A Telescope's Other Half

Just as a car's engine is useless without a chassis and wheels, the optical tube assembly is only half a telescope. The other half is the mount. It is just as important as the optics if not more so. It has to be steady, sturdy, and smoothly working.

Equatorial mount
Sky & Telescope / Chuck Baker
Telescope mounts come in two basic kinds. An equatorial mount allows the telescope to move in the directions of celestial north-south and east-west. This can be a big help. If you align one axis of an equatorial mount on Polaris, you can track celestial targets as the Earth turns by moving the telescope around just this one axis. Many equatorial mounts come with an electric motor to do this for you. Motor tracking is especially useful for high-magnification viewing and for showing celestial objects to groups of people. It's also a prerequisite for most through-the-telescope photography.

An altazimuth (altitude-azimuth) mount, by contrast, moves up-down (in altitude) and right-left (azimuth). A photo tripod is an example of an altazimuth mount. Another is the popular Dobsonian mount, shown below.

Altazimuth mount
Sky & Telescope / Chuck Baker
Altazimuth mounts are generally lighter than equatorials, in part because they don't require counterweights to balance the telescope. (I hasten to note, however, that the equatorial "fork" mounts sold with many compound telescopes are relatively lightweight, too; the photo above shows one example.) Dobsonian mounts, in particular, can be very stable and low-cost.

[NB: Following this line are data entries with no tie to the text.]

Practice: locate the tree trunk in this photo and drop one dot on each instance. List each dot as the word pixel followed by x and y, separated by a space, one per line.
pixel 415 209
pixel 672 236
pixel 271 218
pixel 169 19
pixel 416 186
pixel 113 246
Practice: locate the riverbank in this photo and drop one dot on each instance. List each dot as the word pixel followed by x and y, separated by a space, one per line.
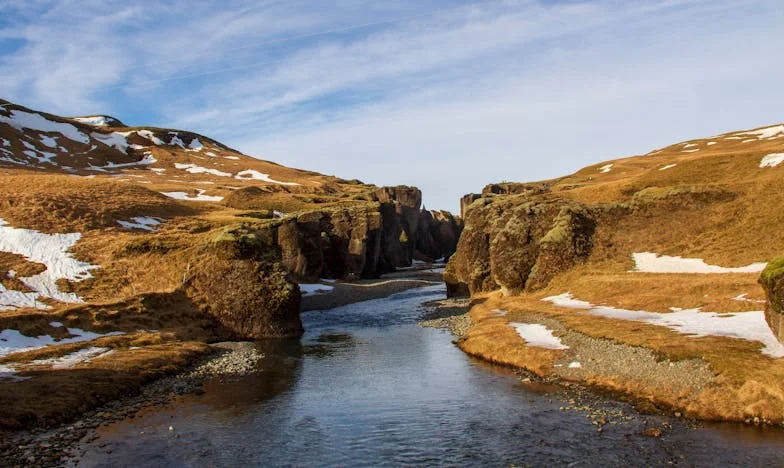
pixel 223 361
pixel 661 371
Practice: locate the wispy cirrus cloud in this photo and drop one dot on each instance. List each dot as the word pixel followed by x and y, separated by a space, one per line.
pixel 445 95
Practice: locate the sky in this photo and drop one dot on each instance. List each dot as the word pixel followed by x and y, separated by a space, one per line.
pixel 448 96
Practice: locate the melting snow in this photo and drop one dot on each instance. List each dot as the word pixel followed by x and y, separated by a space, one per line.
pixel 251 174
pixel 199 196
pixel 315 289
pixel 775 131
pixel 50 250
pixel 196 145
pixel 772 160
pixel 750 326
pixel 140 222
pixel 11 341
pixel 538 335
pixel 20 119
pixel 648 262
pixel 71 360
pixel 150 136
pixel 95 120
pixel 194 169
pixel 49 141
pixel 176 140
pixel 115 139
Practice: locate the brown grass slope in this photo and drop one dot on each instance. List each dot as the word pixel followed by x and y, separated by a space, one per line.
pixel 706 198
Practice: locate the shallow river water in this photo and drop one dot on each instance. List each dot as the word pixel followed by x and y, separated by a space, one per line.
pixel 366 386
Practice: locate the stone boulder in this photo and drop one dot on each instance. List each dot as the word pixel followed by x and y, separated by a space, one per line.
pixel 772 281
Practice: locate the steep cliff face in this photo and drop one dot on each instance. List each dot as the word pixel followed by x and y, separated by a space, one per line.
pixel 518 246
pixel 772 281
pixel 368 239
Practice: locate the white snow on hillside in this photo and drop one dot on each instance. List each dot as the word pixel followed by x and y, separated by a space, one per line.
pixel 538 335
pixel 648 262
pixel 150 136
pixel 50 250
pixel 767 133
pixel 176 141
pixel 49 141
pixel 199 196
pixel 94 120
pixel 251 174
pixel 12 341
pixel 33 121
pixel 70 361
pixel 315 289
pixel 194 169
pixel 118 140
pixel 195 145
pixel 750 326
pixel 140 222
pixel 772 160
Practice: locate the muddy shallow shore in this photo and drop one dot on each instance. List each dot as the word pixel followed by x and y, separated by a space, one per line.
pixel 227 361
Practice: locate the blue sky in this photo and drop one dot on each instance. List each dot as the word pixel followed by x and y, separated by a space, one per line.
pixel 445 95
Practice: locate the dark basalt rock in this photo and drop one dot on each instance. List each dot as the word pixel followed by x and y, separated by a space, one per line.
pixel 772 281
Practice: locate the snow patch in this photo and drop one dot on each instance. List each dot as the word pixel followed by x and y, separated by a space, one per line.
pixel 140 222
pixel 150 136
pixel 648 262
pixel 315 289
pixel 49 141
pixel 33 121
pixel 115 139
pixel 199 196
pixel 538 335
pixel 70 361
pixel 772 160
pixel 12 341
pixel 750 326
pixel 251 174
pixel 194 169
pixel 776 131
pixel 50 250
pixel 95 120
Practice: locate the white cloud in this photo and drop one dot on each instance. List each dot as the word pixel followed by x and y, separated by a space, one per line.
pixel 446 96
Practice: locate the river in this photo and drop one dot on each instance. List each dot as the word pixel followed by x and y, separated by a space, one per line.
pixel 367 386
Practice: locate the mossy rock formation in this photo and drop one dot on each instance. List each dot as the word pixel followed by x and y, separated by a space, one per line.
pixel 772 281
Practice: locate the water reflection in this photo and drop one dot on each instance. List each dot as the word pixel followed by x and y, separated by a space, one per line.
pixel 366 386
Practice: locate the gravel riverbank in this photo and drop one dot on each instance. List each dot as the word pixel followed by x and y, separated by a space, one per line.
pixel 56 447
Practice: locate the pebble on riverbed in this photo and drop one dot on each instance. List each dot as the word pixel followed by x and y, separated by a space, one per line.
pixel 53 447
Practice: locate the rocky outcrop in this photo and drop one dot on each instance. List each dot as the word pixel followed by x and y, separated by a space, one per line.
pixel 437 235
pixel 236 281
pixel 335 243
pixel 772 281
pixel 518 245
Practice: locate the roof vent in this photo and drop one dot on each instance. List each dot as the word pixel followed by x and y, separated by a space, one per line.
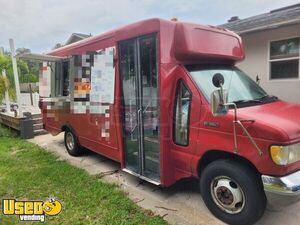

But altazimuths do not readily lend themselves to motorized operation, and you have to move the telescope in two directions simultaneously to track celestial objects as the Earth turns. While this becomes second nature to many observers, others find it maddening. (See the section below on "smart" telescopesfor a high-tech way around this problem.)

Your own personality should play a part in choosing a mount. Are you comfortable with instruments that require tools and a head for numbers to set up and use? Or are you looking for the astronomical equivalent of a point-and-shoot camera? A Dobsonian can be set up in the time it took to read this paragraph. An equatorial mount can take a bit longer if you want to get the most out of its features. Computerized "smart scopes," which promise easy object-finding, are actually the most complicated to deploy.